Corriere della sera 28 luglio 2001
LE TECNICHE

Messaggi in codice e shopping anarchico

Loro lo chiamano «shopping anarchico». Un negozio dopo l’altro, sfasciando meticolosi vetrine, oggetti e prodotti, distruggendo i simboli del capitalismo. Smash. Rimbomba il verbo-slogan in inglese, come incitava uno striscione a Genova: fracassare al rullo dei tamburi le incarnazioni della proprietà privata, frantumare «bersagli strategici» come banche, sedi di multinazionali o di immobiliari, automobili di lusso. Il Black Bloc, il «blocco nero» anarchico ed estremista, sembra inafferabile fin dalla definizione: i primi a usare la parola furono i poliziotti tedeschi negli Anni Ottanta per identificare gli Autonome n più agguerr iti, ma adesso gli studiosi dei movimenti antagonisti dibattono sull’uso corretto di quel termine. Plurale o singolare? E quale articolo: un Black Bloc o il Black Bloc ? Nei manifesti diramati via web dai ribelli vestiti di nero, la formula preferita è «un Black Bloc». Perché durante le contestazioni la formazione di questi drappelli è instabile, fluida, dinamica. Pensata per adattarsi alle situazioni di guerriglia urbana, pronta ad adeguarsi al caos. Le piccole squadre di teppisti che si lanciano nei disordini, preparano blocchi stradali, innalzano barricate sono chiamate «gruppi di affinità». Un insieme di individui (o meglio «individualità») «che si radunano in modo quasi spontaneo a un dato segnale e si organizzano sul campo per azioni di protesta: la tattica usata da un Black Bloc viene decisa da chi ne fa parte».
Ma la strategia complessiva è stata stabilita da tempo su Internet, con scambi di messaggi criptati: quando calano su una città i Black Bloc parlano di «campagna» e qualcuno sospetta una regia internazionale. Sul terreno di battaglia, indossano caschi da moto neri, maschere nere (la divisa classica prevede il passamontagna con sopra occhiali da sci, più protettivi) perché vogliono «essere anonimi ed egualitari». Ma soprattutto per impedire alla polizia di identificare con le telecamere chi commette violenze o atti di vandalismo: «Indossare un foulard non è una questione di romanticismo rivoluzionario, è una triste realtà. Il Grande Fratello ci guarda».

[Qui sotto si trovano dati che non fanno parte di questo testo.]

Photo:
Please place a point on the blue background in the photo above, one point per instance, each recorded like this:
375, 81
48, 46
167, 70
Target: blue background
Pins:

In teoria, un blocco nero prova a evitare combattimenti diretti con le forze dell’ordine: «Il gruppo di cui ho fatto parte a Genova - racconta un italiano in un forum su Internet - si muoveva con la banda musicale al seguito e ha applicato una scrupolosa tecnica di blocco della strada dietro di sé per evitare l’arrivo della polizia alle spalle e puntando in direzione opposta a dove si vedevano divise schierate. Abbiamo preferito le azioni verso le banche e simili allo scontro frontale». L’obiettivo di un Black Bloc può anche essere «liberare» per qualche ora territori nella città, costituire delle Taz (le Zone Temporaneamente Autonome inventate dal filosofo Hakim Bey) dove la presenza del capitalismo sia stata cancellata. In Europa, gli hooligan s del movimento sono considerati gli autonomi tedeschi, assieme a danesi, olandesi, baschi, greci, turchi. Attorno a loro, militanti che si dichiarano «non violenti». Come gli eco-guerrieri inglesi di Reclaim the Streets (Recuperare le vie), gruppo fondato nel 1995 da dissidenti di Greenpeace, o i nuovi radicali della rete Globalization from below (Globalizzazione dal basso), ma anche i giovani antifascisti tedeschi di Afa. Tutti sempre pronti a rispondere agli appelli via web ( Calls for Action ).
Ma è negli Stati Uniti, in un viaggio di andata e ritorno tra l’Europa e l’America, che i Black Bloc riappaiono per la prima volta dopo gli Auto nomen degli anni Ottanta: nel 1988 alle manifestazioni contro il Pentangono, nel 1991 durante i cortei per la Guerra del Golfo, fino alle azioni anti-Wto (l’Organizzazione mondiale del commercio) a Seattle. E’ in quel novembre del 1999 che il «blocco nero» ridefinisce le sue tecniche e tattiche con l’operazione N30 (30 novembre). Ed «N30» è il titolo del comunicato che gli americani del collettivo Acme diffusero dopo le contestazioni: un bollettino di guerriglia con l’elenco delle vetrine distrutte in 5 ore «di attività», ma anche un manuale di strategia che da allora ispira il Black Bloc.